J’ai parcouru toutes les contrées de l’univers, j’ai examiné les mœurs, les usages, les coutumes de tous les pays qui le composent, et partout j’ai vu la superstition, les prestiges, l’intérêt, le préjugé, l’orgueil même tenir lieu de toute religion. J’ai rencontré l’homme partout, et n’ai trouvé Dieu nulle part.

Plein de mille idées confuses et accablantes, incapable de concevoir un infini, et de me comprendre moi-même ; choqué de toutes parts ou d’un culte ridicule qu’abjure le bon sens, ou d’une religion absurde qui anéantit toute Divinité, j’étais prêt à n’admettre que l’existence des choses sensibles et palpables, lorsque tout à coup j’entends parler d’une nation qui n’adore qu’un Dieu, et pour Dieu, qu’un pur Esprit, qu’un Être simple, qu’un Être souverainement parfait. Je cours, je vole parmi les Juifs dans l’espérance de trouver enfin la vérité.

Je veux être instruit, je demande des livres, je lis ; que de grandeur, que de puissance, que de merveilles !
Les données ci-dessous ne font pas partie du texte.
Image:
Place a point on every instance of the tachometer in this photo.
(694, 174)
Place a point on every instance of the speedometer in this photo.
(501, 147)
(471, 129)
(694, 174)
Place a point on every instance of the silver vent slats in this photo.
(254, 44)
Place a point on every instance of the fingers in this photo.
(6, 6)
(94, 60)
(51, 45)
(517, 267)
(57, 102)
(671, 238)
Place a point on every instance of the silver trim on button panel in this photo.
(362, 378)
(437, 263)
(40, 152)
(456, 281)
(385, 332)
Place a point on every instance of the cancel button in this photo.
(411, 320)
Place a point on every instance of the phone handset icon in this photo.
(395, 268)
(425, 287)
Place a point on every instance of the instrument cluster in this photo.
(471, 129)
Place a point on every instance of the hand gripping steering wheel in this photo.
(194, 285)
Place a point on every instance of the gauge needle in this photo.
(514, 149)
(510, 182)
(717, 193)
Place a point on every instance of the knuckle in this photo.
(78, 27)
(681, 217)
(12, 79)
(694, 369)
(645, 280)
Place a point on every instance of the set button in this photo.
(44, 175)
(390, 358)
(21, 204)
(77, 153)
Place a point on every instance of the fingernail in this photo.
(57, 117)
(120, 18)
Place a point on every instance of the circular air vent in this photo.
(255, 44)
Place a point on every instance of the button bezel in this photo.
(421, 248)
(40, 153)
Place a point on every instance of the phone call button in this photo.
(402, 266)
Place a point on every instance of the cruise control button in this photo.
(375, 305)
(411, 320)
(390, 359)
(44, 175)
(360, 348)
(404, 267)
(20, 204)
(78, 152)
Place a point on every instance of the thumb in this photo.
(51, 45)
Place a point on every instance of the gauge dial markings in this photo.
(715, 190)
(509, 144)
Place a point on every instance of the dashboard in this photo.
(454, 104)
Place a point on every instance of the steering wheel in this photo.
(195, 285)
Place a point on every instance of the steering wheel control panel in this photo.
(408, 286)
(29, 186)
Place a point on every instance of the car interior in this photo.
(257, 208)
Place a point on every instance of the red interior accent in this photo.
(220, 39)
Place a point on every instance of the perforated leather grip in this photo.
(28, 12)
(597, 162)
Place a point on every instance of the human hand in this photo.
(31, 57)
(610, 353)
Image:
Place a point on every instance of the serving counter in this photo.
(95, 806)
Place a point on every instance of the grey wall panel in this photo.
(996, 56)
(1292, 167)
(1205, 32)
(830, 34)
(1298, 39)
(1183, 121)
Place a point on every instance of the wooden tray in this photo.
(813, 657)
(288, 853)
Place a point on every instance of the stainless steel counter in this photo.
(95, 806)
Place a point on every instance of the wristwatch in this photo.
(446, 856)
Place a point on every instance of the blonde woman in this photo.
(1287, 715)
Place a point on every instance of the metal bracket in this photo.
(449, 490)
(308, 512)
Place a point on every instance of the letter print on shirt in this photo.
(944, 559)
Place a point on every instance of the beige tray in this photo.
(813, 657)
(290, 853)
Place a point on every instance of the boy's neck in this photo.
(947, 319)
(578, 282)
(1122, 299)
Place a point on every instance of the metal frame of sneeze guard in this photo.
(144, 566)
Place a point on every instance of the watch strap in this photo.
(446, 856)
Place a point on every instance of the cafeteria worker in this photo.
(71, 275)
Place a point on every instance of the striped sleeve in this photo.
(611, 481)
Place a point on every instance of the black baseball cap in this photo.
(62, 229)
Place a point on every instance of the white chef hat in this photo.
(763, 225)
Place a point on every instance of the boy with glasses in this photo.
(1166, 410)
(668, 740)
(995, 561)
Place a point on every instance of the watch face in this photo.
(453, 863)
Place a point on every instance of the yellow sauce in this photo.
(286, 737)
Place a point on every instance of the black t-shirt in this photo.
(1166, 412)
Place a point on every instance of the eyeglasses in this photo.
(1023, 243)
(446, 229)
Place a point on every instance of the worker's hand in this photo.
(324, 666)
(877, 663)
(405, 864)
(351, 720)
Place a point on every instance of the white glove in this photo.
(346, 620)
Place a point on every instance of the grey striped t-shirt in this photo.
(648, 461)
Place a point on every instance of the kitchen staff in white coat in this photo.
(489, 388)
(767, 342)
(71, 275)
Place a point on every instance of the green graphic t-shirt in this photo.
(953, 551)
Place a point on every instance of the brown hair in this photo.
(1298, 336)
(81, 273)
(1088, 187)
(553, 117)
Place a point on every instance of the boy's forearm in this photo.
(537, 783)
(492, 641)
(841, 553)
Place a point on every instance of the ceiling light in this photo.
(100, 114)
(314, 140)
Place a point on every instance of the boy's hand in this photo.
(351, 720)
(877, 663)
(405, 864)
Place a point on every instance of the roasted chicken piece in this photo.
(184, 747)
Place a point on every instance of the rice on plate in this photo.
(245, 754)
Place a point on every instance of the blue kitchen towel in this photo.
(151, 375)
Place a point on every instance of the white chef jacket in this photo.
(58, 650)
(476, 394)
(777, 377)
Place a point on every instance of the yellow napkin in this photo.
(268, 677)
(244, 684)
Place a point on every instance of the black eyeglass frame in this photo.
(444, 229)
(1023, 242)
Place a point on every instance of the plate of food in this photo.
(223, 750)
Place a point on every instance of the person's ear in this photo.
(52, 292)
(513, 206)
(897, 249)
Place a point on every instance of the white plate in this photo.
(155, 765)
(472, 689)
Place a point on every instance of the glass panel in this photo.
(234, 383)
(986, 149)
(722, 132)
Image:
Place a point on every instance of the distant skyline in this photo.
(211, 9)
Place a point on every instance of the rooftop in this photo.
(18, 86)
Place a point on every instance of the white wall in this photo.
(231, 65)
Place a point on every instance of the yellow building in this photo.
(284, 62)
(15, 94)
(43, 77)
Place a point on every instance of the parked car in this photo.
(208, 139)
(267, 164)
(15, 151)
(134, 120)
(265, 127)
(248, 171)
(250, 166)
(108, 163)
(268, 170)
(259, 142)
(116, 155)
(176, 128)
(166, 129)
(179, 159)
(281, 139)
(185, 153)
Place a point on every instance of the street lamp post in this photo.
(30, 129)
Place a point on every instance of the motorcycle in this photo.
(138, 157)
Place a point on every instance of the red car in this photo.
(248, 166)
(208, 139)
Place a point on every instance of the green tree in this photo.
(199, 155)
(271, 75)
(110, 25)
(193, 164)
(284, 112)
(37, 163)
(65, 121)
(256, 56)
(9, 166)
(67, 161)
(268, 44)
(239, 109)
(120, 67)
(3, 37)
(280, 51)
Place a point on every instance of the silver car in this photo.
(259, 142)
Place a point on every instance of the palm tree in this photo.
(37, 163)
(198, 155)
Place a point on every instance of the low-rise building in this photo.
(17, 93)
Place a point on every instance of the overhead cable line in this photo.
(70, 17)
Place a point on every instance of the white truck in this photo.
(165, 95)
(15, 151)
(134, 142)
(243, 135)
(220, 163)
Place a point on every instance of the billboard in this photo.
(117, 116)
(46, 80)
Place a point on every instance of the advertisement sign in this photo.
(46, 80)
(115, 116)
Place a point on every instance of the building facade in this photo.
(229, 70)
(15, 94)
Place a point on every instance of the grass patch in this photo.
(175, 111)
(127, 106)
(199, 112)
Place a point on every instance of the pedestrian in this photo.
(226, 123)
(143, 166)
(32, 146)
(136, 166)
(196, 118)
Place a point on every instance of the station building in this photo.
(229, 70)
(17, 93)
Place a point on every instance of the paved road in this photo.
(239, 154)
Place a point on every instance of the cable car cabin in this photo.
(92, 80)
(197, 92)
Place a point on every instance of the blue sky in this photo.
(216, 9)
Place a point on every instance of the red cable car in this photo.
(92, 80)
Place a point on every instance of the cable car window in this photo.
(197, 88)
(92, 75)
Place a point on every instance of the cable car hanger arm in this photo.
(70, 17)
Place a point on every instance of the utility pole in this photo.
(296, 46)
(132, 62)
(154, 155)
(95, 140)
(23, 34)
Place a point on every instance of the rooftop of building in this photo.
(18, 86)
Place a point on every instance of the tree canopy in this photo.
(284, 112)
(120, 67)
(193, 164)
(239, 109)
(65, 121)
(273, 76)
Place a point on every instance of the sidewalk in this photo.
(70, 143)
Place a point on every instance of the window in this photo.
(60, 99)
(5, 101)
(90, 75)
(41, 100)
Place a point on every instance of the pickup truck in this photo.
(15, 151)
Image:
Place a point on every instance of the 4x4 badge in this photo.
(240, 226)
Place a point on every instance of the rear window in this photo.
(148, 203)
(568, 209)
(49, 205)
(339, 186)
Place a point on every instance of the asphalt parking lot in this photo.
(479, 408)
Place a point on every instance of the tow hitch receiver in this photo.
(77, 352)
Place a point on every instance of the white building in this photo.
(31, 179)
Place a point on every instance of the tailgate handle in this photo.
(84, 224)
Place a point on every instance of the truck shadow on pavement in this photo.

Il ordonne : et aussitôt des esprits dégagés de toute matière, des hommes composés d’un corps et d’un esprit, vivent, pensent, agissent.

La terre, cette masse énorme suspendue dans la vaste étendue des airs, les cieux, les astres qui l’éclairent, les mers qui l’environnent, les fleuves qui l’arrosent, les animaux, les plantes, tout sort du chaos, tout suit par un pouvoir irrésistible ce premier mouvement que la main du Tout-Puissant lui a imprimé, tout concourt à former un ordre parfait, tout parle, tout annonce un Ouvrier intelligent, un Créateur tout-puissant.

  1. M. Walckenaer écrit Moïsiade, titre qui se trouve, en effet, dans certaines éditions des Œuvres philosophiques de Fréret, mais non dans l’édition originale.